Cavaleiros de armadura estavam guardando a porta, e olhando para Ahin com alarme. Por serem da escolta pessoal de Valence, até mesmo Ahin teria dificuldades de derrotar todos, se viessem contra ele ao mesmo tempo.
“Eu não quero entrar.”
Ele sabia que não podia. Vivi poderia piorar se o ferimento abrisse ao fugir dele outra vez. Ainda assim, ele ficou ali, olhando para a porta e os cavaleiros.
‘É engraçado.’
A coelha que ele recolheu estava sendo escoltada pelos cavaleiros exclusivos da líder do clã. E não tinha demorado muito para que Evelyn, um homem oportunista, tivesse virado a casaca e ido para o lado de Vivi.

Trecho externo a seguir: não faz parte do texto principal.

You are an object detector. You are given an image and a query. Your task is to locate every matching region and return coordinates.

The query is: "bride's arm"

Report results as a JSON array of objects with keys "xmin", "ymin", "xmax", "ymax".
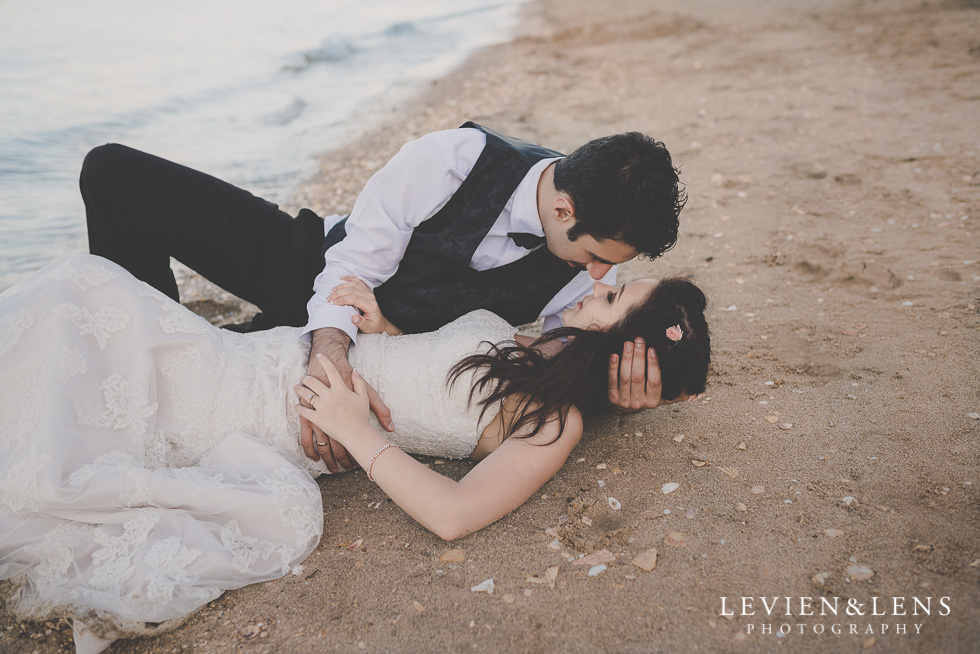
[{"xmin": 298, "ymin": 356, "xmax": 582, "ymax": 540}]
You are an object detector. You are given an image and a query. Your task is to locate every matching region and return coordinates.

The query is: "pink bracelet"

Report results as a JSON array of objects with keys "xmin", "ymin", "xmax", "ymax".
[{"xmin": 368, "ymin": 443, "xmax": 398, "ymax": 481}]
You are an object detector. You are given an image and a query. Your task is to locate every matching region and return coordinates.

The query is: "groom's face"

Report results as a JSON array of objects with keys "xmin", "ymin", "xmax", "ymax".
[{"xmin": 548, "ymin": 232, "xmax": 639, "ymax": 279}]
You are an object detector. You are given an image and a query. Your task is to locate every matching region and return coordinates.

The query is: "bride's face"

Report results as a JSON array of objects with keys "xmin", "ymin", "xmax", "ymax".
[{"xmin": 561, "ymin": 279, "xmax": 657, "ymax": 331}]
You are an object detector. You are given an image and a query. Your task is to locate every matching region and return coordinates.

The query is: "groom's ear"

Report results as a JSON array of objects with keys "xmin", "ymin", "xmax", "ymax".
[{"xmin": 552, "ymin": 193, "xmax": 575, "ymax": 223}]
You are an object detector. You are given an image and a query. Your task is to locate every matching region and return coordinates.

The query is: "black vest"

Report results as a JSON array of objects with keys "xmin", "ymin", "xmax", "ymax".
[{"xmin": 327, "ymin": 122, "xmax": 579, "ymax": 333}]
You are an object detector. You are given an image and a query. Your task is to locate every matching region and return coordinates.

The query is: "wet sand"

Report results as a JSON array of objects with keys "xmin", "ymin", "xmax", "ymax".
[{"xmin": 0, "ymin": 0, "xmax": 980, "ymax": 653}]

Ahin levou a mão à cintura, como se fosse desembainhar sua espada. Ele podia fazê-lo rapidamente e os cavaleiros iriam cair antes que entendessem o que os acertou. Mas o cinto de Ahin estava vazio, sem espada nenhuma.

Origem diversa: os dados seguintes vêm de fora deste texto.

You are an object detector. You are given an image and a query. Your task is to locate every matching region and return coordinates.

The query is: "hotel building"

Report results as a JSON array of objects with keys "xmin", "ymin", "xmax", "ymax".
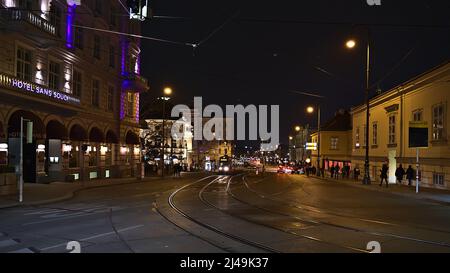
[{"xmin": 0, "ymin": 0, "xmax": 149, "ymax": 189}]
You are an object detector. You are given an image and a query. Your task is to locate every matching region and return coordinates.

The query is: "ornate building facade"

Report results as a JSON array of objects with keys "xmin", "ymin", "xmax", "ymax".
[{"xmin": 0, "ymin": 0, "xmax": 149, "ymax": 187}]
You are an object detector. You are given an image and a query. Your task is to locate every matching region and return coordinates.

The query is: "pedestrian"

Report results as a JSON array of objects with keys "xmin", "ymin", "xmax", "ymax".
[
  {"xmin": 395, "ymin": 164, "xmax": 405, "ymax": 185},
  {"xmin": 406, "ymin": 165, "xmax": 414, "ymax": 186},
  {"xmin": 380, "ymin": 163, "xmax": 389, "ymax": 188}
]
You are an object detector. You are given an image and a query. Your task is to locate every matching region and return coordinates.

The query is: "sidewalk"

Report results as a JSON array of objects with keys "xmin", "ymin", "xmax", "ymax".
[
  {"xmin": 0, "ymin": 174, "xmax": 161, "ymax": 209},
  {"xmin": 310, "ymin": 175, "xmax": 450, "ymax": 206}
]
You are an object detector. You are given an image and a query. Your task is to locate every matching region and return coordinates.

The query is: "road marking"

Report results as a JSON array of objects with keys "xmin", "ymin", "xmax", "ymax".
[
  {"xmin": 0, "ymin": 239, "xmax": 19, "ymax": 248},
  {"xmin": 8, "ymin": 248, "xmax": 34, "ymax": 253},
  {"xmin": 40, "ymin": 225, "xmax": 144, "ymax": 251}
]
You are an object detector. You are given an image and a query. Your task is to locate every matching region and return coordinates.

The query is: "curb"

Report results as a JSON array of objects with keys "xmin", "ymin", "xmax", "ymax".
[
  {"xmin": 0, "ymin": 177, "xmax": 164, "ymax": 210},
  {"xmin": 310, "ymin": 176, "xmax": 450, "ymax": 206}
]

‘É mentira que eu não quero entrar. Queria pelo menos ver sua cara. Sei que riria ao ver a minha, agora…’
Ahin, sorrindo de modo triste, encostou a testa na porta.
‘Ao menos, deixe-me ficar próximo a você.’

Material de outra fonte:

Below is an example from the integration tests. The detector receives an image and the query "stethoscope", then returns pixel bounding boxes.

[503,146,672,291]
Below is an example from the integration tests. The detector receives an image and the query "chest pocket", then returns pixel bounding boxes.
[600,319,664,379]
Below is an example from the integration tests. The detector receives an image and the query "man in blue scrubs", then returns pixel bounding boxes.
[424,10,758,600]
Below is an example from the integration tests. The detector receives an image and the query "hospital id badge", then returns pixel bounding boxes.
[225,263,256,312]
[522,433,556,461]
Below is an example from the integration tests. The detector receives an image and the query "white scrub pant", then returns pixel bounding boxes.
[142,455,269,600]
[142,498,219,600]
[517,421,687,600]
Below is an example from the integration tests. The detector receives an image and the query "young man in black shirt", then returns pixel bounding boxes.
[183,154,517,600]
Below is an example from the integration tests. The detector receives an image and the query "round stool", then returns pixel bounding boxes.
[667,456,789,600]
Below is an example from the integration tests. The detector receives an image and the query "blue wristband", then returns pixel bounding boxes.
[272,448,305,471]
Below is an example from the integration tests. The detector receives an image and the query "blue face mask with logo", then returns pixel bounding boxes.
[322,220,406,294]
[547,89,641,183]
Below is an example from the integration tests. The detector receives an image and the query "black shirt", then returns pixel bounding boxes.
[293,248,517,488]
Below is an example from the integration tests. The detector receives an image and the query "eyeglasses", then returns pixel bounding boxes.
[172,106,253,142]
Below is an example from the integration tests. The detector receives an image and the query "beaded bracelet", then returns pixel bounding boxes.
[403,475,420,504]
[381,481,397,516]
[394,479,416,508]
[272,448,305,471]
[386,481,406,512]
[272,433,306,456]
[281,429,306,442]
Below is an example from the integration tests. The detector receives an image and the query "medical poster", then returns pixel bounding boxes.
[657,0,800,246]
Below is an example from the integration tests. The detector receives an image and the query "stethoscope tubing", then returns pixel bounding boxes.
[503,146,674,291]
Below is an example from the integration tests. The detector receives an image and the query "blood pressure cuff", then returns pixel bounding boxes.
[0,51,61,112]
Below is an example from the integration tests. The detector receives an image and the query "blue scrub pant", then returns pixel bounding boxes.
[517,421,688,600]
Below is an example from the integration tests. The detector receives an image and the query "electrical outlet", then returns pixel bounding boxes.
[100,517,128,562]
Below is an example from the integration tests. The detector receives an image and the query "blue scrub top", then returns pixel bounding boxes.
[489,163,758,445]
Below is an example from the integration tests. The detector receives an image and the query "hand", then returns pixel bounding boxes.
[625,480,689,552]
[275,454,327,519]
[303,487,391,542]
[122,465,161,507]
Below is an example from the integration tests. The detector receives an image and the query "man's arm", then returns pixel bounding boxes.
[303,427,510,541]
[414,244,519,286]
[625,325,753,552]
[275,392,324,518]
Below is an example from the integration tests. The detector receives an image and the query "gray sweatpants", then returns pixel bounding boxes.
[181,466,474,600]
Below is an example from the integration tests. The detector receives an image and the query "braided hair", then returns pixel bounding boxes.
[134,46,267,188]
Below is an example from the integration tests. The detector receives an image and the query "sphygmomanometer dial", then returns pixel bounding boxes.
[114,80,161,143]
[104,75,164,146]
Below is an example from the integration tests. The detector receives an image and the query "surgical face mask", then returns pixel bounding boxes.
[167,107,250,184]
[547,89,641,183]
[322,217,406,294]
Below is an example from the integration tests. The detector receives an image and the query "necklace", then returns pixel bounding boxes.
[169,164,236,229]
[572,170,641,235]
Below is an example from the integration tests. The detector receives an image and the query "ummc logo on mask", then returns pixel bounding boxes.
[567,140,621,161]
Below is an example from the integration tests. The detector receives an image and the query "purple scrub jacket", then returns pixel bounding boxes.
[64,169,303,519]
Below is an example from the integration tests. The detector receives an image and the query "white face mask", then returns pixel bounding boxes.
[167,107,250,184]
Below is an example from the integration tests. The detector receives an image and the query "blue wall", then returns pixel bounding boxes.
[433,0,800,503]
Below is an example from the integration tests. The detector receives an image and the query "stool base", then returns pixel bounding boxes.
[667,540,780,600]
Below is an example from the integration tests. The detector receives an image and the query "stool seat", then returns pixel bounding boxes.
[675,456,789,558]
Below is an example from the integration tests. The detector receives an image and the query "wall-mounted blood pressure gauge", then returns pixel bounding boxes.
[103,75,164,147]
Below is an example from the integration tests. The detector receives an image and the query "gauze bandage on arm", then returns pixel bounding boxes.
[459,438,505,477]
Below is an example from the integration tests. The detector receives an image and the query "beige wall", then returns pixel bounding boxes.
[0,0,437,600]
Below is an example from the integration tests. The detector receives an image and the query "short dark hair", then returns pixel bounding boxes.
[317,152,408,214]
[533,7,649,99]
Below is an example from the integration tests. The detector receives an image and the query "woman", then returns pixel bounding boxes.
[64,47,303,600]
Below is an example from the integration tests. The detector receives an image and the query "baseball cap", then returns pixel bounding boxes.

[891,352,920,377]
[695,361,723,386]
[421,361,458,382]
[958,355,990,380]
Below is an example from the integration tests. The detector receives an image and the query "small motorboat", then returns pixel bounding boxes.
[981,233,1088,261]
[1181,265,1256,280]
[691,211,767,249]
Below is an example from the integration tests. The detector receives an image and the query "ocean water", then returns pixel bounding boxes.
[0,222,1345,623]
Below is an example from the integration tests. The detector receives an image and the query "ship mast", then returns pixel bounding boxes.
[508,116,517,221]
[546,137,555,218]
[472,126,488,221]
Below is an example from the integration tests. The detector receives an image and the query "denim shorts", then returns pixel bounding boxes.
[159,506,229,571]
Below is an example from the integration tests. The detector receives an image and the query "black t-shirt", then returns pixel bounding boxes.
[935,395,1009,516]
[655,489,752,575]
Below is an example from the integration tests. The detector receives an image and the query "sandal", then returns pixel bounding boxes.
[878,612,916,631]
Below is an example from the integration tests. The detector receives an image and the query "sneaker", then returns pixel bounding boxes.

Os cílios longos formavam sombras em seus olhos. Quando ele os fechava, se lembrava de Vivi, sofrendo com dor, e quando os abria, via Vivi fugindo com tanto pânico que não percebia que seu ferimento tinha reaberto.
‘Vivi, na verdade, não está tudo bem. Eu fico repetindo isso. Mas não está bem.’
Ahin, sentando-se encostado na porta, fechou os olhos.
‘Espero que ela esteja bem…’
Ele passou a noite toda em claro.
***
Abri os olhos de repente e vi um teto de madeira desconhecido. Minha visão, que tinha estado completamente enevoada, estava clara.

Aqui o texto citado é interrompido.